Les origines du problème remontent à l’an 1534, lorsqu’après la conquête ottomane un moine grec, Germanos, se retrouva installé au poste de patriarche de Jérusalem par décision de la Sublime Porte, autrement dit de l’Empire ottoman. Il ne nomma que des évêques grecs, et depuis lors les Grecs ont gardé le monopole du pouvoir ecclésiastique. Ils ont collaboré avec les Turcs, avec les Britanniques, et maintenant avec les Juifs, parce qu’ils n’ont pas de base indépendante sur qui compter, mais ils doivent leur existence à leur reconnaissance d’un pouvoir étranger supérieur sur le terrain.
Grecs, Juifs et Arméniens constituaient trois communautés d’élite sous l’empire; ils fournissaient le gros des couches cultivées, les uns accaparant le commerce (les Juifs), les autres l’administration (les Grecs) et l’artisanat (les Arméniens), tandis que les Turcs se contentaient d’être soldats et paysans. Les trois nations ont un modus operandi similaire : étroitement liés entre eux, agissant dans une perspective tribale, s’excluant réciproquement et se faisant concurrence. Si l’on veut comprendre l’origine de la domination juive aux US et ailleurs, il est bon de considérer comment ces trois groupes fonctionnaient dans la Turquie impériale. Et il n’y avait guère lieu de choisir entre les Juifs et les Grecs.
Les Grecs ethniques avaient confisqué la gestion des Eglises de tout l’empire, c’est-à-dire les Eglises de Constantinople, Antioche, Jérusalem et Alexandrie. Aucun Arabe ethnique, aucun Turc ou Copte ne pouvait devenir évêque. Le résultat était parfait pour les Grecs mais tragique pour l’Eglise ; les laïcs votaient avec leurs pieds et quittaient l’Eglise pour l’Islam ou, dans une moindre mesure, pour des Eglises hors d’atteinte des Grecs, parmi lesquelles l’Eglise catholique romaine, l’Eglise syriaque et d’autres encore plus exotiques. Et le racisme ecclésiastique grec a tué, ou du moins miné la chrétienté native du Moyen Orient, celle du Christ et de ses apôtres.
De fait, les Coptes d’Egypte ont rompu avec l’Eglise d’Alexandrie, dominée par les Grecs, et ont fondé leur propre Eglise copte orthodoxe d’Alexandrie, rompant la communion avec d’autres Eglises orthodoxies, tandis que l’Eglise grecque orthodoxe d’Alexandrie fondait et devenait l’ombre d’elle-même.
C’est le contraire qui s’est produit en Syrie, où, à la fin du XIX° siècle, les Arabes locaux ont traîné leurs évêques grecs jusqu’aux ports puis les ont embarqués pour la Grèce.
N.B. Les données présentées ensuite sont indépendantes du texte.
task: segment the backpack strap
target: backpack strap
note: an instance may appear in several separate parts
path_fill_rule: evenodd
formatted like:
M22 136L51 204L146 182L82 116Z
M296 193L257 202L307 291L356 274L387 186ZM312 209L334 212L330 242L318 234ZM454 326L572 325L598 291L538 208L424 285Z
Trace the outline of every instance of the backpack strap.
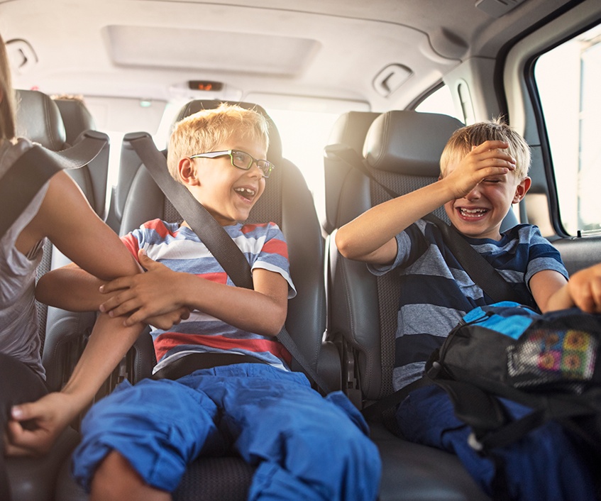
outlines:
M165 197L192 231L202 239L236 287L252 289L250 265L242 251L202 204L170 175L165 155L157 149L150 135L145 132L131 133L125 135L123 141L131 145ZM323 393L329 393L327 385L305 358L285 326L282 326L277 337L298 362L305 375Z
M95 131L81 137L75 146L60 152L34 144L9 167L0 183L0 238L50 177L59 170L87 165L109 144L109 136Z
Ils ont élu des évêques arabes et un patriarche arabe, tout en restant en communion avec d’autres Eglises orthodoxes. Leur Eglise d’Antioche a été florissante jusqu’à l’entrée en scène de Daech, mais on peut espérer qu’elle regagne le terrain perdu dans la mesure où leurs frères orthodoxes russes les ont aidés à battre les djihadistes.
Les sièges de Constantinople et de Jérusalem sont restés aux mains des Grecs ethniques, avec dans les deux cas des conséquences regrettables. A Constantinople, les Grecs ont rejeté la proposition d’Ata Turk de devenir l’Eglise orthodoxe turque, alors que cela leur aurait rendu beaucoup d’églises, y compris la grande Sainte Sophie, et cela aurait probablement évité aux Grecs les confiscations et expulsions tragiques des années 1920. L’Eglise de Constantinople est devenue un spectre dominé par la CIA, et cela dure jusqu’à aujourd’hui.
Jérusalem et la Terre sainte étaient trop importants pour la chrétienté, elles ne pouvaient pas rester des phénomènes locaux. Les Russes ont soutenu la restitution de leur Eglise aux autochtones, mais avec prudence, parce qu’ils chérissaient par-dessus tout leur unité en communion avec d’autres Eglises orthodoxes. Les Juifs s’en sont mêlés, certes. Et c’est ainsi que l’Eglise de Jérusalem est restée entre les mains de Grecs ethniques, et que de plus en plus de Palestiniens orthodoxes se sont convertis, devenant catholiques ou d’obédience protestante.
Aujourd’hui, après avoir été majoritaires au XIX° siècle, et alors qu’ils constituaient le tiers de toute la population palestinienne au temps du mandat britannique, les orthodoxes ne comptent guère plus de 30 000 membres, au sein de l’Eglise chrétienne.
Et voilà que maintenant, les Grecs à la tête de l’Eglise ont décidé de faire de leur vache à lait une bête à viande, et ils ont commencé à la saigner, en vendant ses biens aux Juifs.[1]
En témoigne l’histoire abondamment reprise de deux hôtels à la Porte de Jaffa à Jérusalem, jadis les excellents New Imperial Hotel et Petra. Tous les deux sont maintenant en pleine décrépitude, mais ils restent les mieux situés à Jérusalem. Ils ont été vendus par le patriarche précédent, Irineos, pour trois fois rien. Haaretz a révélé que les acheteurs avaient payé vingt fois moins cher que le prix du marché. Et qui étaient les acquéreurs ? Une organisation extrémiste juive, Ateret Cohanim, dont l’objectif est de reconstruire le Troisième Temple juif sur les ruines de la mosquée Al Aqsa ; en attendant, ils sont en train de faire le nettoyage ethnique de Jérusalem pour y installer des juifs à demeure.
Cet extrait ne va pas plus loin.